In the perspective view of the form of the invention illustrated in FIG. 1 there is shown a continuous wheel tread surface which extends from ground level 142, up the entrance ramp surface 100, along the substantially horizontal surface 102, and finally up the ramp surface 104, to the top level surface 106 which is generally horizontal in shape but with a slight concavity formed therein that substantially reduces the chance of the car wheel (tire) from accidentally rolling thereoff.
The wheel tread surfaces 100, 102, 104, and 106 are secured to, and supported on both sides thereof, by vertically positioned sidewall sections 108, 110, and 112, each of which is a formed extension of wheel tread surfaces 100, 102, 104 and 106.
More specifically, side rail 108 is supported on one side by legs 114 and 116, side rail 110 is supported on one side by legs 118 and 120, and side rail 112 is supported on one side by legs 122 and 124. It is to be specifically noted that leg 114 is shown as an integral part of side rail 108. Legs 116, 118 and 120 are shown as integral parts of vertically positioned plates in the same manner as leg 122 is shown as an integral part of vertical plate 123. Section 109 is secured to section 111 and the section 111 is secured to section 113 by bolts 132 and 128, respectively, which extend, respectively, through tab-like extensions 130 and 126 of rails 108 and 110, and then through holes in rails 110 and 112 and finally through aligned holes in rails and tab-like extensions on the far side of the wheel elevating device of FIG. 1 which are aligned with and correspond positionally with the holes 132 and 128 and the tabs 130 and 126 on the visible side of the structure of FIG. 1.
It is to be specifically noted that the leg 124 of FIG. 1 is a part of a vertical supporting section 134 which, in addition to leg 124, comprises a full vertically positioned back section 135 as well as another corresponding vertically positioned leg section 124' on the back side of the ramp device of FIG. 1. Also, on the back side of the wheel ramp device of FIG. 1 are exact mirror duplicates (not shown) of the rails 108, 110, 112, and the legs 114, 116, 118, 120, and 122. For example, leg 122' shown on the back side of the ramp device of FIG. 1 is the mirror image 122' of leg 122.
The legs 124 and 124' of unit element 134 of FIG. 1 support the left hand ends of the rail 112 and its mirror image rail 112', as by welding or bending over as an integral part thereof, for example, while the back vertical surface 135 of unit element 134 is secured to and supports the extreme left end of the top wheel supporting surface 106 of the ramp device of FIG. 1. It is to be understood that each of the legs support one end of one of the rails 108, 110, and 112 and the corresponding rails on the other side of the car wheel ramp device of FIG. 1, as by welding or bending over an an integral part thereof, for example, which in turn support the wheel tread surfaces 100, 102, 104, and 106 of the ramp device.
As indicated generally above the structure shown in FIG. 1 has corresponding mirror image pairs of legs, such as legs 122 and 122' which are formed as a part of a vertically positioned plate such as plate 123 which is positioned adjacent a similar plate which forms leg 120 with its mirror image leg (not shown) on the back side of the ramp device of FIG. 1. Similar vertically positioned plates form legs 118 and 116 and their mirror image counterpart legs.
The vertically positioned plates, such as plate 123, which form as a part thereof, the mirror image pairs of legs and are also each secured, as by being integral therewith or by welding, for example, to the ends of the section it supports.

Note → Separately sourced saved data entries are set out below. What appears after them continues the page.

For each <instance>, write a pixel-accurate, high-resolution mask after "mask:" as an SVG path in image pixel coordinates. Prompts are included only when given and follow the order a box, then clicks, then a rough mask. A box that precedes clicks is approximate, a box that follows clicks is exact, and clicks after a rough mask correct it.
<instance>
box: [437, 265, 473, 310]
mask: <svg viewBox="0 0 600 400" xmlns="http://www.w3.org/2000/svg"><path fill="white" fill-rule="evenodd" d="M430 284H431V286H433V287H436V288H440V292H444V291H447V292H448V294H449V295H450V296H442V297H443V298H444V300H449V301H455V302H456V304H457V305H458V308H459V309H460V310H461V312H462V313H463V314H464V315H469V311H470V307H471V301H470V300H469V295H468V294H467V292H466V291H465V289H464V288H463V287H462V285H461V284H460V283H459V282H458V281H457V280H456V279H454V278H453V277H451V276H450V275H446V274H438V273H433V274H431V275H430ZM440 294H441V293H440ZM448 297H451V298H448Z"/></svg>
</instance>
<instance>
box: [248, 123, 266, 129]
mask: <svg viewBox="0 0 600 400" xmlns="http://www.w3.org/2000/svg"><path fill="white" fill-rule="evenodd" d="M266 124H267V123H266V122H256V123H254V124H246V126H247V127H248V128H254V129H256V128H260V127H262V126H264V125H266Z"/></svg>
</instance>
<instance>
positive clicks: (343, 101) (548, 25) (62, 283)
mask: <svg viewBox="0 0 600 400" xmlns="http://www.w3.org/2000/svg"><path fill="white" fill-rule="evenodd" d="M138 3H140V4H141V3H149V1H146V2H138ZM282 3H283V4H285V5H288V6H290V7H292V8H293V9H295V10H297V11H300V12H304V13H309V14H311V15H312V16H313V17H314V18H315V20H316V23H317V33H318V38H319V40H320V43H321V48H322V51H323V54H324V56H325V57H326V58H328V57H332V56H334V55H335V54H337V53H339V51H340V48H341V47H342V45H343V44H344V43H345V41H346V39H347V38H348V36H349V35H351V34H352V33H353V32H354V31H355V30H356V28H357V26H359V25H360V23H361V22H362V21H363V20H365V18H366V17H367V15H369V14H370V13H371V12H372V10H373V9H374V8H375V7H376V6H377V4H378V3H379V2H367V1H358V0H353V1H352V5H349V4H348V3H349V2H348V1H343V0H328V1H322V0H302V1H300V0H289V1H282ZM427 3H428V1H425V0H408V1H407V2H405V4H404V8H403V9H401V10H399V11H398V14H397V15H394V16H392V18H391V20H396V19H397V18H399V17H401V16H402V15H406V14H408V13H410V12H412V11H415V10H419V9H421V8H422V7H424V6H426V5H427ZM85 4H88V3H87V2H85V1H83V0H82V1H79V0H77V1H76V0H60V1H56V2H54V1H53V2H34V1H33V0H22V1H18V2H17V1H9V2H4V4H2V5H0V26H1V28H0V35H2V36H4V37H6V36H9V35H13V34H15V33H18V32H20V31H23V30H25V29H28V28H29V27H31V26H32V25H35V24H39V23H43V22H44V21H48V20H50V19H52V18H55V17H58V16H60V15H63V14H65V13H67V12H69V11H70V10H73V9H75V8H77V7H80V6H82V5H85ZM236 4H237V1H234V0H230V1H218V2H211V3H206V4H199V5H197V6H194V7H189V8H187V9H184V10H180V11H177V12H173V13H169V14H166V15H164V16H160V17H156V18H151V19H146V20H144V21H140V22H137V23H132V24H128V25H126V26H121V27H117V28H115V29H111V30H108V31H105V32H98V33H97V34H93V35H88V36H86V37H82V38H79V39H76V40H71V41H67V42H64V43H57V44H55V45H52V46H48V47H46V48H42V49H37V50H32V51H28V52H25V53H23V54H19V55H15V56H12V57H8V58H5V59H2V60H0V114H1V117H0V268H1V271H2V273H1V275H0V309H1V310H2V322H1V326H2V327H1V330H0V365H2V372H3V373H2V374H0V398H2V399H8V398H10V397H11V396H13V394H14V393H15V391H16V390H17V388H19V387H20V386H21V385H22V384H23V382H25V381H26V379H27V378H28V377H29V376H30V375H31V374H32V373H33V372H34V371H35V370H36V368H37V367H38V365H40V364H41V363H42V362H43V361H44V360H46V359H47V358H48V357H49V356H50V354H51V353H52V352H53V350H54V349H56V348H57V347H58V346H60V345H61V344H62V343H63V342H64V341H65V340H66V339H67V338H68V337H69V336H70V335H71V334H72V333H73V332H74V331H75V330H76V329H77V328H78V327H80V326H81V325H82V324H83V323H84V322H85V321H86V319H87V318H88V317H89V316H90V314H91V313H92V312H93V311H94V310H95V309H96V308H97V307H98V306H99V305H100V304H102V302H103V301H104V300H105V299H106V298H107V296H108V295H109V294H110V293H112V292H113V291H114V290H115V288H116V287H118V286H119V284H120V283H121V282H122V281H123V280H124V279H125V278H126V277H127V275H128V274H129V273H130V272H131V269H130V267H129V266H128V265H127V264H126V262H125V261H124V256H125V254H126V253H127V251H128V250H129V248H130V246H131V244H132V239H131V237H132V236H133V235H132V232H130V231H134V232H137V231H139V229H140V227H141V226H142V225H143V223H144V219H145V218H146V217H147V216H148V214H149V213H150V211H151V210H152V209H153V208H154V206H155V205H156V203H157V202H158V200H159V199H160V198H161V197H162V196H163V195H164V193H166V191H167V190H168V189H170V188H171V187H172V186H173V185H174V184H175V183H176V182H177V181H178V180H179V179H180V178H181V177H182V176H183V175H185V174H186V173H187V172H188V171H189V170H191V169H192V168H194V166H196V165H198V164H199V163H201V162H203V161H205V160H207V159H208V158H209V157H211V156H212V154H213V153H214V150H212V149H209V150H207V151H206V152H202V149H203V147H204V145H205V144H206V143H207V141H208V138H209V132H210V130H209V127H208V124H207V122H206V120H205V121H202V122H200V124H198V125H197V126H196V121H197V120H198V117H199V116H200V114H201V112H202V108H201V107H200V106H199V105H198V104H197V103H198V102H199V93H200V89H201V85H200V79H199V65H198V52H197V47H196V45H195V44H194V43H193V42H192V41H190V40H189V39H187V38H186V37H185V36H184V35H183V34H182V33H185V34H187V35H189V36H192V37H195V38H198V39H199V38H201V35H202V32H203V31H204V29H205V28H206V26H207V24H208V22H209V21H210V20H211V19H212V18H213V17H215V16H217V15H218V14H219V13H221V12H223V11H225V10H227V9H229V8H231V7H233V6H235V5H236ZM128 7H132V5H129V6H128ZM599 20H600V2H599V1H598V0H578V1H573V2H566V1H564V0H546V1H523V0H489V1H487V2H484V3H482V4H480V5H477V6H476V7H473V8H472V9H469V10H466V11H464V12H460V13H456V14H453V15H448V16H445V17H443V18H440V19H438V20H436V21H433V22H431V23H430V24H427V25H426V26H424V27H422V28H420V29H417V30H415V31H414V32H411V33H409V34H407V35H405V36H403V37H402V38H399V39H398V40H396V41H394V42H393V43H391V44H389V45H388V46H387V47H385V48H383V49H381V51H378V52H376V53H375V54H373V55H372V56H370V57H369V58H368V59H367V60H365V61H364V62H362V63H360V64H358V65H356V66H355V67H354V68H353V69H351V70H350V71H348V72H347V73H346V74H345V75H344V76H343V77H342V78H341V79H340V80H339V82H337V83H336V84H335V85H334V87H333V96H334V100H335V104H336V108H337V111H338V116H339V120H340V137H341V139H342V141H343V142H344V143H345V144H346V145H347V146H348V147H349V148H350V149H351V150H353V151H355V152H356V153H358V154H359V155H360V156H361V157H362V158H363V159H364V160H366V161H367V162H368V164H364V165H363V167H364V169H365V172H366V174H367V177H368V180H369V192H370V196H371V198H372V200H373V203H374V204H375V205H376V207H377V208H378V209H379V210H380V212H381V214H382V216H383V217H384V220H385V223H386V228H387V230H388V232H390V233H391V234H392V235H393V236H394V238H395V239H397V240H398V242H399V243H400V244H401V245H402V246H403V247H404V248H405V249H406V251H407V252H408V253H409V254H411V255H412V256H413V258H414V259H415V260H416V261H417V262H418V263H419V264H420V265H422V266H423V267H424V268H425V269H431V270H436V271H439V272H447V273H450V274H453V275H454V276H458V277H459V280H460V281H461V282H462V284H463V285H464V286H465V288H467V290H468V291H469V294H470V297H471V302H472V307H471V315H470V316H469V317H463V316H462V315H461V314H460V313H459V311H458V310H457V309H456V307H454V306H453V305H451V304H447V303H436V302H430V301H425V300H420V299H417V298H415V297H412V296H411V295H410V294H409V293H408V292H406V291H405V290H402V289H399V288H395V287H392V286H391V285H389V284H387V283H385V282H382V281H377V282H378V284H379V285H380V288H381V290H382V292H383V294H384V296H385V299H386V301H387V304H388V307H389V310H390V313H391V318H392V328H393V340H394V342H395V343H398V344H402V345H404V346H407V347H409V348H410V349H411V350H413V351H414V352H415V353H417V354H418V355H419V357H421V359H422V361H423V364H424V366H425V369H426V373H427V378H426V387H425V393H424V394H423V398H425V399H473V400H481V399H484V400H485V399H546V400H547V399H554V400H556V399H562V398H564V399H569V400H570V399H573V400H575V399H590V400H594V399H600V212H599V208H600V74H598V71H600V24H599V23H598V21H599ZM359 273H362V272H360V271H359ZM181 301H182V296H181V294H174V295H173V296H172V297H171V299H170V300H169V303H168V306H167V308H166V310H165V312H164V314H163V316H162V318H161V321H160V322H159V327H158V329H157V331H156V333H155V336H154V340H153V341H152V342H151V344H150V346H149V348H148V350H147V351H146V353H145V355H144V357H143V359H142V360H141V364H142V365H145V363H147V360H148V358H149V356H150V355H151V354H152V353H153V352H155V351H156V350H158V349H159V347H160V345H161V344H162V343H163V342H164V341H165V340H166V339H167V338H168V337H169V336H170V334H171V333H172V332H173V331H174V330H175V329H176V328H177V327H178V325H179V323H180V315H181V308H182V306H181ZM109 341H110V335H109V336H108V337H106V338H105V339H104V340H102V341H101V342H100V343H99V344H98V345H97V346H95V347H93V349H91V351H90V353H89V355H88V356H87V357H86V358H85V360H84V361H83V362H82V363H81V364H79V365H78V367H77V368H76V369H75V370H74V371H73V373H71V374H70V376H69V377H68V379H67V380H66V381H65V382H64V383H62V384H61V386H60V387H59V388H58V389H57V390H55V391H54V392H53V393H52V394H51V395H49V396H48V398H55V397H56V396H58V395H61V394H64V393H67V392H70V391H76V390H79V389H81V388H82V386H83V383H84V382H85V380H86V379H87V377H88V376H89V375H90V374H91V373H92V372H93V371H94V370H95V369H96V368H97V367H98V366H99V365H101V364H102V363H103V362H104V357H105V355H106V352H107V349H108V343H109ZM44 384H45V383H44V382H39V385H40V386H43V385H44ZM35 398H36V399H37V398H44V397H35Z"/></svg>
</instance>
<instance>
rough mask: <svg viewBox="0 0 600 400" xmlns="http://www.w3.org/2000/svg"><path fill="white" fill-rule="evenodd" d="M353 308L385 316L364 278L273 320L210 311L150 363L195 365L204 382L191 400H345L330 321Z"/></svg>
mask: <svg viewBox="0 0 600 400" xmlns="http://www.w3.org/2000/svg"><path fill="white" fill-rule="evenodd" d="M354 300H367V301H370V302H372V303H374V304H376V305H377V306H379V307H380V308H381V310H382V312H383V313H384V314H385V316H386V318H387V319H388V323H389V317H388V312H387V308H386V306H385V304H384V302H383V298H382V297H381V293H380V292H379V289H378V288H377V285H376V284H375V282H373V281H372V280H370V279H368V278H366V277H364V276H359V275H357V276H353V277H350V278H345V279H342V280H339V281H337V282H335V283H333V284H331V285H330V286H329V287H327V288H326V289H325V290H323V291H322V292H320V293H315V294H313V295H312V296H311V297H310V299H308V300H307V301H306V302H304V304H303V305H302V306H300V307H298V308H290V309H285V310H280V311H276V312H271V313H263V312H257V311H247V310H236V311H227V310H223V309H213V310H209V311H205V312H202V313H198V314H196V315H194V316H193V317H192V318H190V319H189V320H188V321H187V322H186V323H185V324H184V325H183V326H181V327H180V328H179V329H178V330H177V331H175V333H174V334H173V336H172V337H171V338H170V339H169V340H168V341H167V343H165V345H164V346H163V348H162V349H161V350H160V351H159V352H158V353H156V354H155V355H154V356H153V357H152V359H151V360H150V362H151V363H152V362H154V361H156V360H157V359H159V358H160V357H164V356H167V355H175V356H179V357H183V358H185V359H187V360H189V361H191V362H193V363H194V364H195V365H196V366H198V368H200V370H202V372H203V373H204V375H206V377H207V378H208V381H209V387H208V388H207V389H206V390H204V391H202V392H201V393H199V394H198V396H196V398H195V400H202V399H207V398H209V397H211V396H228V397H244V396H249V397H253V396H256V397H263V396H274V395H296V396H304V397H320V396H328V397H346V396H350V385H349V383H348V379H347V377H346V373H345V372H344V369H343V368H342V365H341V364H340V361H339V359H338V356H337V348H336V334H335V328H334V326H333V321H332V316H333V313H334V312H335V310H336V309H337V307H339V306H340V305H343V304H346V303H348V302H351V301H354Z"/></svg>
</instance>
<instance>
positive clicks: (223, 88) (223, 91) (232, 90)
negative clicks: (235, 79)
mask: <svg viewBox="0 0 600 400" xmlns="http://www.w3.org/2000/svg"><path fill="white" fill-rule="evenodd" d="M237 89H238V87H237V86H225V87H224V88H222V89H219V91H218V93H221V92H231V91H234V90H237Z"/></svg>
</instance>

Thus, plate 123 is secured to the right hand end of the tread surface 106 of section 113 and supports such right hand end of tread surface 106 securely above ground level 142 a predetermined distance H aided by the support provided by the mirror image pair of legs 122 and 122'.
Each of the rails 108, 110, and 112 are formed to extend above the wheel surfaces 100, 102, 104, and 106 to provide a lip equal to the distance F-G, which is preferably about 1/2" to 3/4".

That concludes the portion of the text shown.